Charlotte first reached out to me last March when she heard about the open call for photographers for the Crusade for Collecting Tour. I asked her to pretty please be one of the photographers for the Brooklyn pop-up, and I knew she was southern through and through when she showed up during a heat wave and hardly broke a sweat or uttered a grievance. I have been fortunate enough to get to know her and her photography more intimately through the Flash Powder retreat program, and I often come back to her work. The images have an incredible lushness and feel genuine in a way that makes me just plain jealous. Charlotte is the real deal.



I started making photographs the year my dad died. He was a photographer, devoted Kentuckian, and a man who loved tradition, simplicity, and the complicated richness of being a Southerner. 

When he died, I was living in the Northeast, and I felt as though I lost my anchor, my roots, and my home.  I began to see place differently and realized that it’s impermanent and forever changing.  My world suddenly felt dark, and I started making photographs to find that light again.

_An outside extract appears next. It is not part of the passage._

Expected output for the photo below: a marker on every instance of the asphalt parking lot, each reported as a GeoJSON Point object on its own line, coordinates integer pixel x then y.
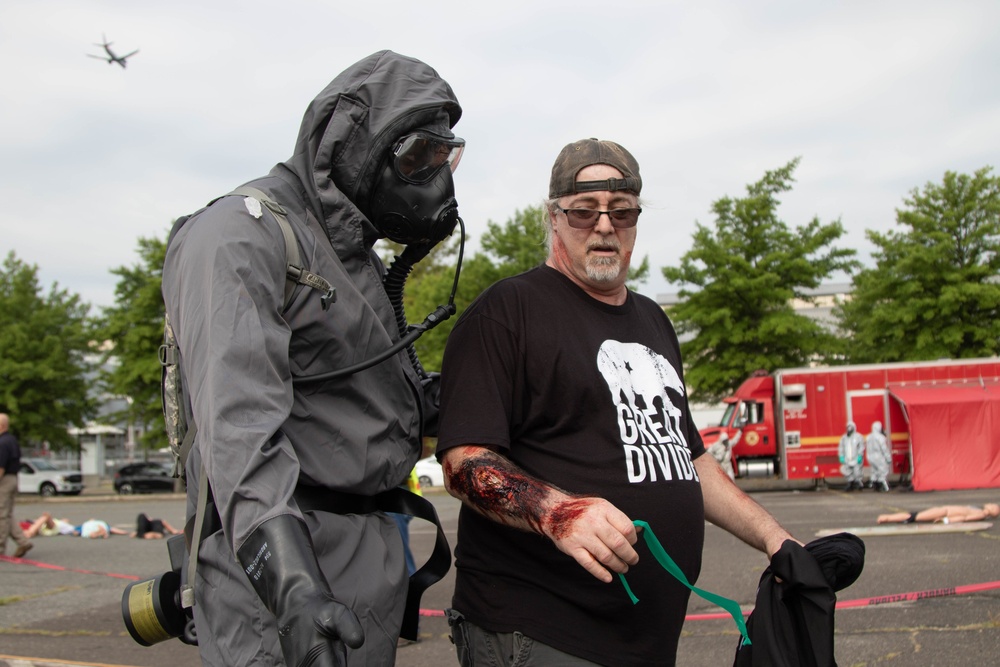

This project is about searching for a set of values alive in myself and in my memories - a simple way of living that feels humble and pure, and a strong sense of place.  It’s in thick air that mystifies, the fog that hushes, the hum of insects that make the world breathe.  Road trips have become an exercise to understand place and awaken these values, anywhere from the unfamiliar corners of Maine to the familiar reaches of the south.  In the way that songs bring about stories and preserve memories, these photographs are my songs, each a different story, my story. Songs from the Road is series of photographs that allows me to both linger in my past and seek out a future that will keep these values alive.